After my wife Carolina and I walked into a Goodwill store, I was immediately surprised to see a group of intriguing statues standing clustered on the floor. Two statues in particular were alluring: statues of John the Baptist and Jesus Christ. These two were about 30 centimeters taller than I. They were hand-carved from dark brown wood, and had been created in exquisite detail – especially John the Baptist (the Christ statue was not quite as well-carved as the Baptist). The faces on both statues were a bit distorted, mouths gapping open, as if in shock. I stood admiringly in front of John the Baptist and looked for a price tag.
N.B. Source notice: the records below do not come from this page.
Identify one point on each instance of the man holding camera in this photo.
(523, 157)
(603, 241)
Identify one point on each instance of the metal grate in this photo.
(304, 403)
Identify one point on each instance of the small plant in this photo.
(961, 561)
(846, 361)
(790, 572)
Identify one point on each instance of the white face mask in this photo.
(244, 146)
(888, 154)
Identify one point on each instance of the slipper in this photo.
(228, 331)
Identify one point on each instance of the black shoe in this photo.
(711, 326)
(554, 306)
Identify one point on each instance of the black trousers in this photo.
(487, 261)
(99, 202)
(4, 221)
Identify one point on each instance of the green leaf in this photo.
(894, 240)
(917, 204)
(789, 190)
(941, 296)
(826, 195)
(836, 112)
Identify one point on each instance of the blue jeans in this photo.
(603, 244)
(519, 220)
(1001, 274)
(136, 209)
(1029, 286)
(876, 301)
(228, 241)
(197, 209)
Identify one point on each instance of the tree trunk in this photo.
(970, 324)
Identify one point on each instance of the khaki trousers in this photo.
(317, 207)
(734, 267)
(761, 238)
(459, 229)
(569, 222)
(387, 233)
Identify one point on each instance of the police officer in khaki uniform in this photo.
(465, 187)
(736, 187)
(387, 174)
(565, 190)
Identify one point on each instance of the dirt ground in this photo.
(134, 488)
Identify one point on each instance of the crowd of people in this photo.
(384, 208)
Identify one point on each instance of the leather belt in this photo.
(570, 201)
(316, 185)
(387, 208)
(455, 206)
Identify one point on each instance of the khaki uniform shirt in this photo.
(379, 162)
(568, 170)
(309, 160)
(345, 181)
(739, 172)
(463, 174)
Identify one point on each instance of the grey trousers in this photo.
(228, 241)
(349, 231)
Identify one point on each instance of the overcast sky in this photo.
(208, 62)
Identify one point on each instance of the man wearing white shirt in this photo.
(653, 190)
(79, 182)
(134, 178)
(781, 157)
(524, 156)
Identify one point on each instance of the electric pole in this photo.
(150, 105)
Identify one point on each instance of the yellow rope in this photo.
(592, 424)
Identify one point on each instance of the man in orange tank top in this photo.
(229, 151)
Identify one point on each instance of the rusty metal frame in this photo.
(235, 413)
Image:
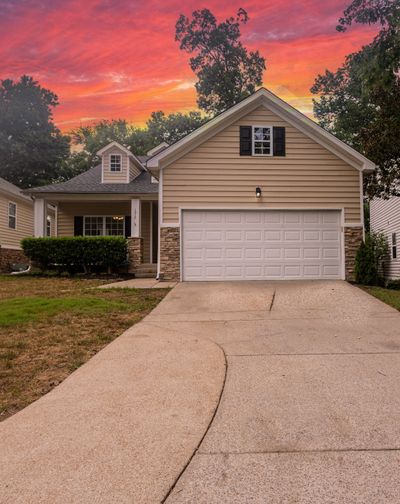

Several different tags hung from the statue, but finally I found the one with the price: $98.00. It was a little expensive, but since I wanted it, I picked up the statue to claim it before someone else saw it.
No other statue in the room was as tall nor as appealing as these two, but the other statutes were likewise enticing. Carolina was already carrying around something she wanted to buy and I wondered whether I might also find something else. Many other statues were about a meter tall and portrayed very thin – emaciated – people. The other statues looked a bit African in origin, but the features of the faces didn't seem African. Had one person donated all these statues to Goodwill? I rarely visited Goodwill anymore; but I thought maybe I would begin to do so more often if these kind of items were available.
Another man walked up and perused the statues. He set down a bulky item which he was carrying, a blue and white porcelain statue of an elephant, the kind with a flat back for setting a flower pot on. It was quite attractive, standing about 60 centimeters tall.
I looked on some shelves at other items. Some cloth bags about 10 centimeters tall were sitting on one shelf. They were filled with sand and had artistic designs sewn on the side. I stuck my finger in the sand of one bag. The bags were pretty, but I wasn't interested. If a person had many things like these, it would be necessary to store some things part of the time; maybe big plastic boxes could be used; but that would be a lot of trouble. And was I not trying to reduce the number of my possessions, to lighten up? Maybe I shouldn't even buy the statue of the Baptist.
I picked up a picture frame with a print which looked as if it might be by Marc Chagall. The frame was well-designed, the kind which allow easy changing of pictures. I was somewhat interested; but again – should I be acquiring more possessions?
When Carolina walked back up to me, still carrying her item, I became more convinced I didn't need to buy anything. At this juncture in my life I didn't need to acquire, I needed to get rid of things. The Baptist statue was so exquisite – not buying it would be difficult. Abruptly, however, I realized I didn't need to buy anything right now. Carolina and I agreed: we wouldn't buy anything today.